The Sportsmen for Responsible Energy Development coalition wrote in a letter to the Bureau of Land Management that it supports aspects of the agency’s preliminary proposal on updating the royalty rate, at 12.5 percent since the 1920s, and the minimum bond amounts, rental payments and lease bids. The organization recommended raising the base royalty rate to 16.67 percent, what several states require, and develop tiered rates to reflect market conditions, the potential of the minerals and impacts on hunting, fishing and fish and wildlife habitat.
“The BLM’s move to update these regulations is welcome and long overdue for sportsmen who wish to see important fish and wildlife habitat valued in step with energy development,” said Ed Arnett, senior scientist for the Theodore Roosevelt Conservation Partnership. “Specifically, increasing royalty rates to reflect the risk that development could pose to sensitive fish and wildlife habitat on public lands will help ensure that resources are available to offset unavoidable impacts to habitat and provide continued access to the high-quality hunting and fishing experiences that fuel local economies.”
Coalition members encouraged the BLM to raise its bond requirements, noting the current levels date back more than 50 years. The bonds, or financial assurances that public lands, including important fish and wildlife habitat, will be reclaimed, are: $10,000 for an individual lease; $25,000 statewide for all the leases of a single operator; and only $150,000 to cover all the leases of a single company nationwide.

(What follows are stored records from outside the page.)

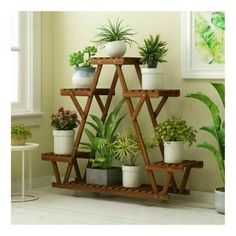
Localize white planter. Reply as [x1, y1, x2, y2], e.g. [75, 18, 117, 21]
[215, 188, 225, 214]
[164, 141, 184, 163]
[72, 67, 95, 88]
[141, 68, 163, 90]
[53, 130, 75, 155]
[105, 41, 127, 57]
[122, 165, 141, 188]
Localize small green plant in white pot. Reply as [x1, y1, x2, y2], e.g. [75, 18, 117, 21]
[113, 132, 156, 188]
[186, 83, 225, 214]
[11, 124, 32, 145]
[154, 117, 197, 163]
[94, 19, 135, 57]
[51, 107, 80, 155]
[69, 46, 97, 88]
[139, 34, 168, 90]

Fair return on public resources
In contrast, some states impose higher bonds for deeper wells on state lands and for a single operator’s leases statewide, ranging from $50,000 in Montana and New Mexico to $250,000 for more than 50 wells in Arizona.
“BLM’s bonding requirements are grossly inadequate to ensure that public lands degraded by oil and gas development are restored and that taxpayers don’t wind up on the hook for clean-up costs,” said Kate Zimmerman, the National Wildlife Federation’s public lands policy director. “Current requirements, which haven’t been updated in more than 50 years, allow companies to post a single nationwide reclamation bond of only $150,000 — regardless of the hundreds or even thousands of wells that an operator may have across the country. In an industry that suffers from boom and bust cycles, as in the case of recent bankruptcies due to dropping oil prices, that is just plain irresponsible.”

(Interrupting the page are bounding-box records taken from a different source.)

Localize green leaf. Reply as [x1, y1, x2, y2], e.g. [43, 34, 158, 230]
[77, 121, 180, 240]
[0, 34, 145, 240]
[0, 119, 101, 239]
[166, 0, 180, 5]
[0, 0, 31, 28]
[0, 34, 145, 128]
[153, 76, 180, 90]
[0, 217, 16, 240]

In addition, SFRED said the current rental rates of $1.50 to $2 per acre don’t reflect market values and fail to provide incentive to develop leases in a timely, responsible manner. Coalition members support increasing the minimum lease bid from $2 per acre, “particularly in areas that have high resource conflicts,” such as land near important fish and wildlife habitat and water resources important to communities and businesses.
“Responsible energy development starts with adequate funding for management agencies to do their jobs. Hunters and anglers expect the BLM to manage for multiple uses, including a balance between energy development and fish and wildlife habitat, but this comes with a price tag,” said Corey Fisher, the energy team leader for Trout Unlimited. “Any update of royalty rates needs to ensure a revenue stream for management that is commensurate with levels of development, and that a portion of these funds can be used to achieve a balance between energy development and habitat conservation.”